Meno imprese autonome, meno territorio.
Il commercio e il turismo italiani stanno cambiando volto. E il Trentino non può permettersi di ignorarlo.
Ci sono numeri che raccontano più di una statistica. Raccontano un cambiamento profondo del Paese.
Negli ultimi sei anni il commercio e il turismo italiani hanno perso oltre 177 mila lavoratori autonomi. Significa, in media, 81 piccoli imprenditori in meno ogni giorno. Un calo del 14,1% in un settore che fino a poco tempo fa era considerato il cuore pulsante dell’economia diffusa italiana.
Parliamo di commercianti, gestori di pubblici esercizi, partite IVA, collaboratori familiari, professionisti. Imprese nate spesso dal sacrificio personale e da un rapporto diretto con il territorio. Attività che, per decenni, hanno rappresentato non soltanto un motore economico, ma anche una componente essenziale della vita sociale delle nostre città.
Il dato più significativo è che questa riduzione avviene mentre l’occupazione complessiva cresce. Cresce il lavoro dipendente, diminuisce quello indipendente. Cambia così il volto stesso del commercio e del turismo italiani.
Nel 2019 un addetto su tre nei due settori era autonomo. Oggi non arriva più a uno su quattro.

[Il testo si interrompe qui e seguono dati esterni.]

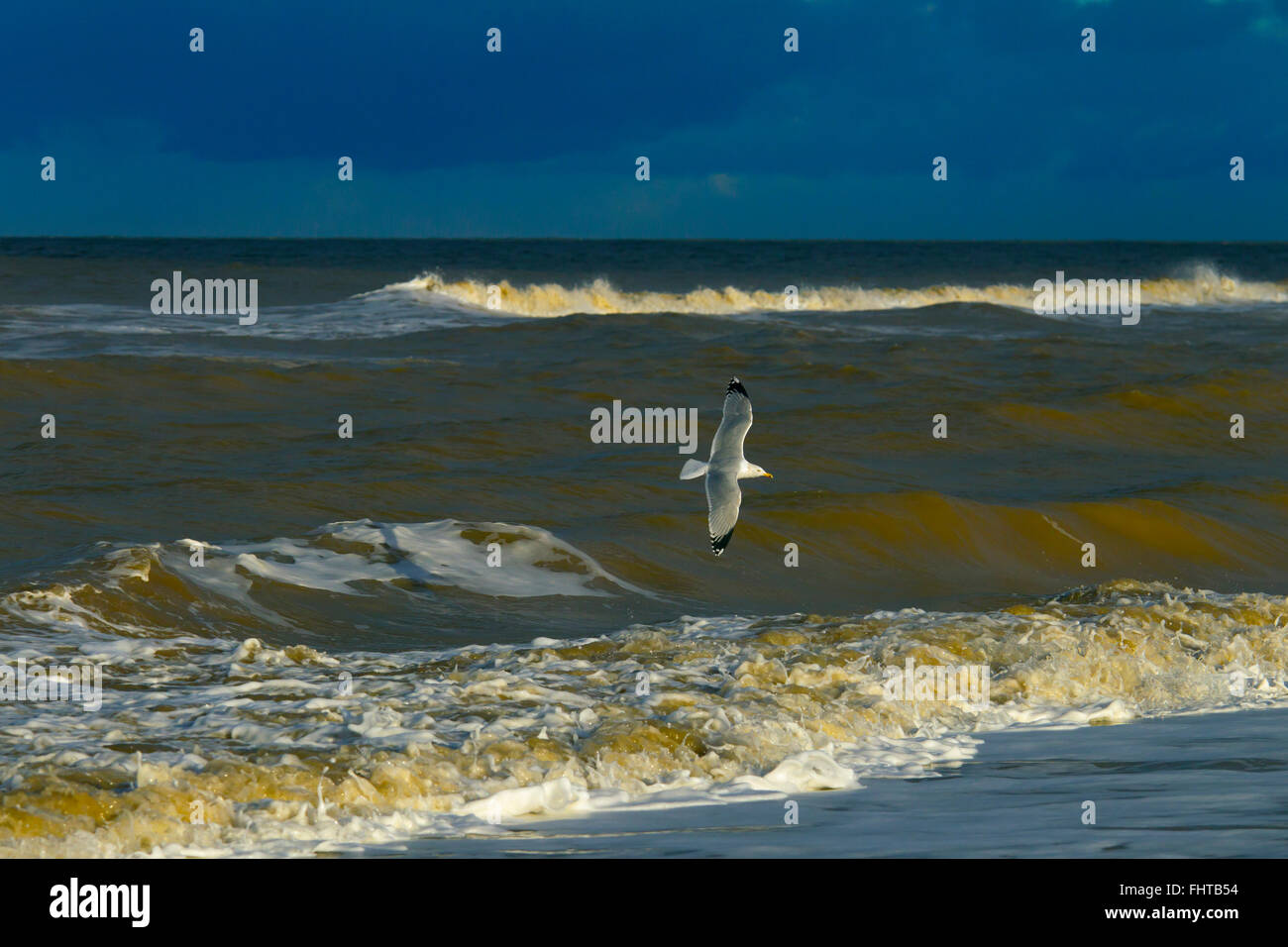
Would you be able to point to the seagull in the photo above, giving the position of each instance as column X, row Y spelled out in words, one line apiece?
column 726, row 467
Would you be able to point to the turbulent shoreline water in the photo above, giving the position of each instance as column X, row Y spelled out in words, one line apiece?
column 347, row 668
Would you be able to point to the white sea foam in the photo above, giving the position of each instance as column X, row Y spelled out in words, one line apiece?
column 290, row 750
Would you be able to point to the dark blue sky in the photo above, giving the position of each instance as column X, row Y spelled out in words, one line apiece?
column 745, row 140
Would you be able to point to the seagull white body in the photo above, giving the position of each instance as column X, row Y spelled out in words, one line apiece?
column 726, row 467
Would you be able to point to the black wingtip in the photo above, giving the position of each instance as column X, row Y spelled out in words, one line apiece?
column 719, row 543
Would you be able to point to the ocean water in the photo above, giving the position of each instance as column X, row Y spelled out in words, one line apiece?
column 346, row 672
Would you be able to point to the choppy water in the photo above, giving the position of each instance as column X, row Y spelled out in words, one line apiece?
column 347, row 669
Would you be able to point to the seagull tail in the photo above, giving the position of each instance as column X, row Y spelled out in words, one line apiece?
column 694, row 468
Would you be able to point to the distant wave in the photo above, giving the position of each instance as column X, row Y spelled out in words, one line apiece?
column 1202, row 286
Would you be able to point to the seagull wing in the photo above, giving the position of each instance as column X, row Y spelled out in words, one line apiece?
column 724, row 497
column 726, row 445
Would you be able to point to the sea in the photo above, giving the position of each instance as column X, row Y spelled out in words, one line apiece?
column 351, row 573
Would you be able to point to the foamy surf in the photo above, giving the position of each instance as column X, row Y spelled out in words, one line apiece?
column 1201, row 287
column 223, row 746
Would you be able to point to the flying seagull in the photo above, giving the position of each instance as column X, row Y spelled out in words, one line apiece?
column 726, row 467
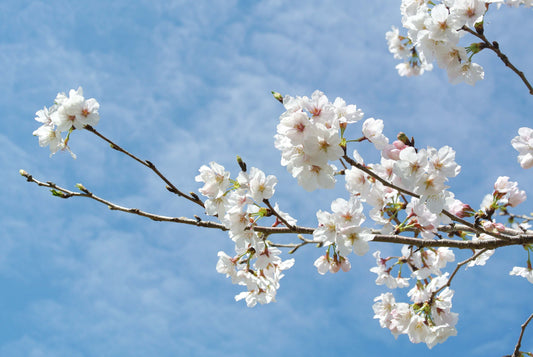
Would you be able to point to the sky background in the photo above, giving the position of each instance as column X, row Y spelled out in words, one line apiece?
column 183, row 83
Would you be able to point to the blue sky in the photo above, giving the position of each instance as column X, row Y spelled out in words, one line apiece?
column 183, row 83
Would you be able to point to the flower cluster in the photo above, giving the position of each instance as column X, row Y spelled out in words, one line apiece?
column 237, row 203
column 308, row 137
column 434, row 32
column 68, row 113
column 523, row 143
column 341, row 230
column 428, row 318
column 421, row 171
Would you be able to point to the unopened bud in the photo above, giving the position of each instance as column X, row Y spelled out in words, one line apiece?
column 82, row 188
column 479, row 27
column 404, row 139
column 241, row 163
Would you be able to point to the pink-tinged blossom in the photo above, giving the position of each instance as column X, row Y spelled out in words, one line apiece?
column 392, row 151
column 516, row 197
column 261, row 186
column 357, row 182
column 48, row 136
column 443, row 161
column 468, row 72
column 468, row 12
column 373, row 131
column 216, row 180
column 523, row 143
column 458, row 208
column 295, row 126
column 353, row 239
column 75, row 111
column 347, row 213
column 347, row 114
column 483, row 257
column 322, row 264
column 327, row 228
column 523, row 272
column 411, row 166
column 397, row 44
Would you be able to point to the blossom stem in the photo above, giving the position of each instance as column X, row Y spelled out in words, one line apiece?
column 494, row 46
column 516, row 352
column 150, row 165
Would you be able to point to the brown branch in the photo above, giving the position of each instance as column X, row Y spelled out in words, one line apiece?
column 516, row 352
column 474, row 228
column 494, row 46
column 278, row 216
column 459, row 265
column 519, row 239
column 192, row 197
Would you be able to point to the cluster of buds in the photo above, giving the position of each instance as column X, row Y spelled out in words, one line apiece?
column 68, row 113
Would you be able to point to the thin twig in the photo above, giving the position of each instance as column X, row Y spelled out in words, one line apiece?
column 278, row 216
column 459, row 265
column 494, row 46
column 150, row 165
column 516, row 352
column 450, row 215
column 519, row 239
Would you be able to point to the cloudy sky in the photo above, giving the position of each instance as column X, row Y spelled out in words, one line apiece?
column 183, row 83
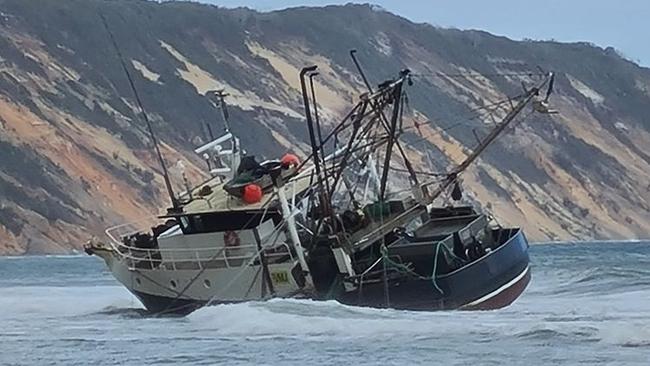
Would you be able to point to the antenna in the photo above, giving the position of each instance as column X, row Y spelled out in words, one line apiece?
column 168, row 184
column 218, row 97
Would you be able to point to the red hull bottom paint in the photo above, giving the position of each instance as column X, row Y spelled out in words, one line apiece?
column 503, row 296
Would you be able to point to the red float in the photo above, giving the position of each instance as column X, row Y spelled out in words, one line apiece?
column 252, row 193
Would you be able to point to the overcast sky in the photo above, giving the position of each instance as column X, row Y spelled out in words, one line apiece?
column 623, row 24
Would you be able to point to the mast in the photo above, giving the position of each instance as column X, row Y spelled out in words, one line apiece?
column 168, row 185
column 483, row 144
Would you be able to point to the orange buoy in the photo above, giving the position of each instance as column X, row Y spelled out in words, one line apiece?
column 252, row 193
column 289, row 160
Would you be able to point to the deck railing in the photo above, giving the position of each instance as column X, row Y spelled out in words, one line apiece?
column 190, row 258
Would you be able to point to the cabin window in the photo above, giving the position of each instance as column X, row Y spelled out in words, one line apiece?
column 224, row 221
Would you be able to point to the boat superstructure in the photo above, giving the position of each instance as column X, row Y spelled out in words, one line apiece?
column 334, row 226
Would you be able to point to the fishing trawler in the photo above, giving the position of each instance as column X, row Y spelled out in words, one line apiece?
column 332, row 227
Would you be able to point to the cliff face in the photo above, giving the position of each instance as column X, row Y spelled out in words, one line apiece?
column 75, row 157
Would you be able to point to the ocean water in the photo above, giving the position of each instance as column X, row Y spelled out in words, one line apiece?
column 588, row 304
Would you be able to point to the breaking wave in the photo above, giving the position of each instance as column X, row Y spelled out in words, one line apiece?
column 590, row 300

È una trasformazione che dovrebbe interrogare tutti. Perché il lavoro autonomo non è soltanto una forma occupazionale. È cultura d’impresa, capacità di iniziativa, presidio del territorio, relazione umana, identità economica delle comunità.
Il settore più colpito
Il settore più colpito è il commercio al dettaglio, che perde oltre 135 mila lavoratori indipendenti in sei anni: un calo del 16,6%. Dietro questi numeri non ci sono soltanto attività che chiudono. Ci sono vie che si svuotano, serrande abbassate, centri urbani che perdono vitalità e attrattività.
A incidere sono molti fattori insieme: pressione fiscale, costi energetici, difficoltà di accesso al credito, aumento delle locazioni commerciali, trasformazione dei consumi, crescita delle piattaforme digitali e squilibri competitivi sempre più evidenti.
Il tema riguarda tutto il Paese. Ma riguarda anche il Trentino.
Il Trentino tiene meglio. Ma deve preoccupare lo stesso.
Il Trentino registra una flessione più contenuta rispetto al resto d’Italia: oltre 2.300 lavoratori autonomi in meno tra il 2019 e il 2025, pari a un calo del 9,1%, a fronte di una media nazionale del 14,1%. Il nostro territorio è quello del Nord Italia che ha tenuto meglio.
Ma il dato resta comunque significativo. E deve farci riflettere proprio perché interessa un territorio tradizionalmente forte, dinamico, caratterizzato da una rete diffusa di piccole e medie imprese.
Quello che il dato racconta, e che riscontriamo nel quotidiano sempre più, è una verità più scomoda: c’è sempre meno propensione, e convenienza, a fare impresa, a mettersi in proprio.
Il Trentino vive di prossimità, di relazioni, di commercio, turismo, pubblici esercizi, servizi. Vive di imprese che ogni giorno tengono aperti centri storici, vallate, paesi.
Quando si riduce il lavoro autonomo non si perde soltanto economia. Si indebolisce un equilibrio sociale e territoriale costruito in decenni.
Cosa serve fare
Per questo serve una riflessione seria, concreta e non ideologica. E servono scelte concrete: sostenibilità del mettersi in proprio, alleggerimento fiscale e burocratico, costi energetici, accesso al credito, ricambio generazionale.
E soprattutto il riconoscimento del valore strategico che il piccolo commercio ha per la qualità della vita delle nostre comunità.
Per troppo tempo il piccolo commercio è stato considerato un settore residuale, quasi destinato inevitabilmente a ridursi. Non è così.
Le imprese diffuse rappresentano ancora oggi uno degli elementi che tengono insieme economia e territorio. Producono occupazione, sicurezza urbana, relazioni sociali, presidio delle comunità.
Ed è proprio nei momenti di trasformazione che questo patrimonio va difeso con maggiore lucidità.
Perché senza lavoro autonomo, senza piccole imprese e senza commercio di prossimità, il rischio non è soltanto economico.
Il rischio è avere città più povere, territori più fragili e comunità meno vive.